Setelah berbulan-bulan dibahas, Jumat (28/10/2011) malam, Sidang Paripurna DPR akhirnya mengesahkan RUU BPJS. Pengesahan dilakukan setelah semua fraksi di Panitia Khusus DPR tentang BPJS dan pemerintah sepakat bahwa pembentukan badan hukum BPJS II yang mengelola jaminan kecelakaan kerja, kematian, hari tua, dan pensiun atau transformasi PT Jamsostek terbentuk pada 1 Januari 2014 dan dioperasionalkan paling lama pada Juli 2015. BPJS I tentang kesehatan akan terbentuk dan dioperasionalkan pada 1 Januari 2014.

Sumber : Kompas 

BPJS Akan Naikkan Daya Beli Masyarakat

JAKARTA, KOMPAS.com — Penerapan UU Badan Penyelenggaran Jaminan Sosial (BPJS) I dan II akan berdampak positif bagi kesehatan dan daya beli masyarakat. Demikian kata Menteri Koordinator Perekonomian Hatta Radjasa.


"Itu perlindungan sosial, dengan mereka diproteksi, dengan perlindungan, dengan kesehatan, dengan segala macam, maka relatif mereka (masyarakat) lebih sehat," ujar Hatta di Jakarta, Minggu (30/10/2011).
Selain itu, kata dia, daya beli masyarakat pun relatif meningkat. Ini karena pengeluaran yang tadinya buat kesehatan kini ditanggung pemerintah.

"Ini merupakan dua mata sisi dari pembangunan ekonomi kita yang tidak bisa dipisahkan, satu strong growth (yakni) kita dorong ekonomi kita dengan pertumbuhan yang tinggi. Namun, di sisi lain ada program-program perlindungan sosial," tutur dia.

Akan tetapi, terkait dengan kesiapan fiskal, ia menyebutkan, pemerintah harus siap. Hatta pun bersyukur dengan keberadaan satu pasal yang mengatur tentang apabila terjadi gejolak perekonomian, pemerintah bisa mengambil satu kebijakan fiskal.
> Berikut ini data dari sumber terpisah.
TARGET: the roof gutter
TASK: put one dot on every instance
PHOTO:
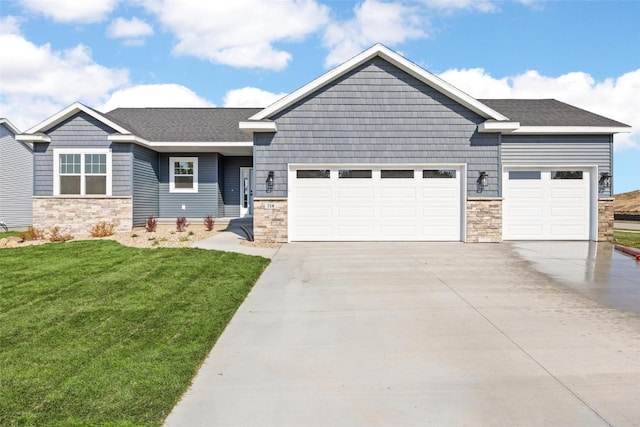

Selain itu, ia mengingatkan bahwa pemerintah harus belajar dari negara-negara Eropa dan Amerika Serikat. Jangan seperti Eropa yang terlalu berat ke perlindungan sosial dan subsidi, tapi ternyata ekonomi negara-negara tersebut tidak kuat. Akhirnya, berujung pada defisit anggaran negara. "Kita belajar dari situ," tutur Hatta.

Untuk diketahui, BPJS I akan beroperasi mulai 1 Januari 2014 dan langsung menyelenggarakan program jaminan kesehatan, termasuk menampung pengalihan program jaminan pemeliharaan kesehatan PT Jamsostek (Persero) dan PT Asabri (Persero).

Sementara itu, badan hukum BPJS II yang mengelola jaminan kecelakaan kerja, kematian, hari tua, dan pensiun atau transformasi PT Jamsostek terjadi pada 1 Januari 2014, dan dioperasionalkan paling lama pada Juli 2015.

Sumber : Kompas 

Selasa, 25 Oktober 2011

Perempuan Menuntut Jaminan Sosial

 Perempuan Menuntut Jaminan Sosial


VIVAnews - Seribu lebih perempuan yang tergabung dalam 'Perempuan Menuntut Jaminan Sosial' akan menggelar aksi unjuk rasa di Istana Negara, hari ini. Mereka akan menuntut pengesahan Rancangan Undang-Undang (RUU) Badan Penyelenggara Jaminan Sosial (BPJS).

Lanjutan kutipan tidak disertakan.